To get a complete picture of who you and your employees are paying, call each of your known service providers and ask them who else is involved with providing service to your plan. This will help you better understand all parties who may be paid out of your expense ratio in a revenue sharing arrangement so you can see where all of the funds from your plan end up.
3. CALCULATE FEES PAID TO EACH SERVICE PROVIDER.
Once you understand the flow of funds out of your plan, you can perform some calculations, either in the form of percentage of total plan assets or in a dollar amount, to demonstrate how much of the money flowing out of your plan ended up with each service provider. This is where you’ll use things like your invoices for your different providers or your contracts to determine what portion of the expense ratio goes to each service providers.
4. COMPARE YOUR FEES AGAINST OTHER 401(K) PROVIDERS.
Now that you know how much each service provider is charging, compare those numbers to other, similar plans to see how those plans’ fees stack up against yours. This is called benchmarking.
It can be hard to know how much similar plans are paying for similar services, or what “similar” even looks like. If your provider is doing very little for you, it might make sense that their fees are lower than the industry benchmark you find while comparing expenses. Likewise, a provider that offers an exceptionally high level of service might reasonably charge higher fees. But there is lots of grey area between those two extremes, and that’s why it’s so important to look at as many plans as possible to get a sense for where yours sits along the spectrum of service and cost.
Ask your 401(k) adviser for a report from a third-party benchmarking tool for an unbiased comparison. Review at least 100 plans in the benchmark so that you can really get a good view of how your plan’s fees compare to comparable plans, but also so you can look at the subset where the services are very similar.
5. STAY WITH YOUR CURRENT 401(K) SERVICE PROVIDER OR CHOOSE A NEW ONE.
The last step of this process is to review your findings and decide whether or not the fees in your plan are reasonable.
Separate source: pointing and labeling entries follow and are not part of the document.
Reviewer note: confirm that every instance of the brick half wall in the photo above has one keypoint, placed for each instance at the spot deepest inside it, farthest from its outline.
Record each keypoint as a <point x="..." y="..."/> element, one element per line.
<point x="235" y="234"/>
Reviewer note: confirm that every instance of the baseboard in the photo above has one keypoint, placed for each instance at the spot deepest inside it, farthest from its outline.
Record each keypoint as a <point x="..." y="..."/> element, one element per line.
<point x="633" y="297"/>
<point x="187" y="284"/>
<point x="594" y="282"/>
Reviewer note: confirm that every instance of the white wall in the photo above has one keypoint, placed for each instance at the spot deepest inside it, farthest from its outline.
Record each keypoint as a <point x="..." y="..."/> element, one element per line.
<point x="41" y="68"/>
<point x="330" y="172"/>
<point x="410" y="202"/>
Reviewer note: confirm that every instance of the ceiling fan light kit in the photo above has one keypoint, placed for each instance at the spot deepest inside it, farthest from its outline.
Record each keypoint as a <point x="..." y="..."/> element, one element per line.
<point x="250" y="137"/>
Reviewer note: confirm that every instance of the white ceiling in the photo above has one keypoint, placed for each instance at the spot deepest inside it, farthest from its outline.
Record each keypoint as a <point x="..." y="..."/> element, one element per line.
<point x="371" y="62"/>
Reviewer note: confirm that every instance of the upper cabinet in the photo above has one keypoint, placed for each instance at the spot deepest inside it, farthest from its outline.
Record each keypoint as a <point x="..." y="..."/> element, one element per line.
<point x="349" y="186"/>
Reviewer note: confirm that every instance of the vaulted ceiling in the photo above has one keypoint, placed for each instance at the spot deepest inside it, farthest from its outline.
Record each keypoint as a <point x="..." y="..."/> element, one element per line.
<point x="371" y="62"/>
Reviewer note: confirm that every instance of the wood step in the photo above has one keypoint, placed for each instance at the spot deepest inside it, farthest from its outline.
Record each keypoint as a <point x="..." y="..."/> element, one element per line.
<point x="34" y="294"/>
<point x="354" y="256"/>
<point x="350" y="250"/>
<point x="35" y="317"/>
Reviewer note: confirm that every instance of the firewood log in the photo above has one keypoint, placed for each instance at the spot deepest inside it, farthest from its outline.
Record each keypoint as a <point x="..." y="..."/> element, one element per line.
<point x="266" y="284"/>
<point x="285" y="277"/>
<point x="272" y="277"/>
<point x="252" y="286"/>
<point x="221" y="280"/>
It’s critical to document not only the direct cost-to-cost comparison between your plan and others, but also what you perceive about your plan’s service level and how it stacks up. If you get the sense that you’re paying too much for the service you’re receiving, document that notion and then seek out proposals from other providers to see if you can find either better service or a better price.
MONITOR AND MANAGE 401(K) FEES FOR YOUR EMPLOYEES’ SAKE
It’s critical employers understand exactly how much their employees will pay in 401(k) fees. These fees can add a lot of cost to your employees, and that’s not good. Even an extra 1% in annual fees can reduce an employee’s 401(k) account balance by about one-third after 35 years, meaning the average American household will pay $155,000 in 401(k) fees over a lifetime!4 The pursuit of clarity around your plan’s fees will help you not only better understand the value of the service you’re receiving, but also better find opportunities to keep money in your employees’ accounts. After all, every dollar saved is a dollar that can grow and secure your employees’ futures—and that’s what your 401(k) plan is all about.